With GOP majorities in the House and Senate, the previous Legislature in 2011 passed a law that made Maine the 41st state to allow publicly funded charter schools. Since then, public school officials, municipal leaders and representatives of Maine’s teachers’ union have criticized aspects of the way LePage’s administration has implemented the charter school law.
The issue has become increasingly contentious, with Republicans labeling those criticisms as attempts by Democrats and their allies to gut charter schools in Maine. Sen.

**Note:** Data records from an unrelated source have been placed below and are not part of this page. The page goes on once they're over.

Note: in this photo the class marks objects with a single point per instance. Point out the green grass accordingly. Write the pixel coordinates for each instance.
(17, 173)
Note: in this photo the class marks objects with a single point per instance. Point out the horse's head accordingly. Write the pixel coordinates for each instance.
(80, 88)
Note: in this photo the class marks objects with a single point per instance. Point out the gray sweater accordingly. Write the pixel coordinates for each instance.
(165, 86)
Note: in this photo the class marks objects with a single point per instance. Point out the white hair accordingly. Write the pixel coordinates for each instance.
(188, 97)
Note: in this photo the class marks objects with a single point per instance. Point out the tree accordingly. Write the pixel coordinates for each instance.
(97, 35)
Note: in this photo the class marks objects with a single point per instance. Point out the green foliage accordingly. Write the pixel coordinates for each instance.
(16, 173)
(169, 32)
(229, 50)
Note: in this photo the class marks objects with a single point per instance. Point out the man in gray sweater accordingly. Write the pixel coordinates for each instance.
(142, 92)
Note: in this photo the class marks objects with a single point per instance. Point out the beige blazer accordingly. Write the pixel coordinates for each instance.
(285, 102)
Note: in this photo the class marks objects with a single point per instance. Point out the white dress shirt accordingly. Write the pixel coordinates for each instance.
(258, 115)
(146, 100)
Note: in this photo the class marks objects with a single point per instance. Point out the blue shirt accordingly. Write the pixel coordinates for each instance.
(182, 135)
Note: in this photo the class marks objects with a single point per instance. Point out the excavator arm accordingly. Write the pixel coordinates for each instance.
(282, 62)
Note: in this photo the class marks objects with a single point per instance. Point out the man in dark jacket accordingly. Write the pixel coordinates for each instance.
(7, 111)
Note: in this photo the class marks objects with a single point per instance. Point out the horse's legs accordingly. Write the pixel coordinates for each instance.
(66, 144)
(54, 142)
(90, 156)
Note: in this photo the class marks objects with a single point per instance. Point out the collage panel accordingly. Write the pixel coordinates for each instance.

Christopher Johnson, D-Somerville, who serves on both the Education and Government Oversight committees, told his colleagues on the latter panel that Millett’s and MacDonald’s request for an OPEGA review derives, in large part, from a desire to quell political tensions related to the “mess” that has formed around Baxter Academy’s application and charter schools in general.
Baxter Academy became a center of controversy last month when founding Executive Director John Jaques was abruptly dismissed after what the school’s board of directors called “a pattern of mismanagement,” including allegations that he never set up a line of credit the organization needed to draw upon to prepare its York Street facility in recent months.
Jaques responded by accusing the board of firing him to appease a large donor who didn’t like him, and kept board members locked out of the academy’s original website and Facebook page, triggering a legal battle between the school and its former director over the ownership of the intellectual property.
Johnson said he hopes the charter commission will get answers to questions about who owns the intellectual property and the cost of potential litigation related to that dispute.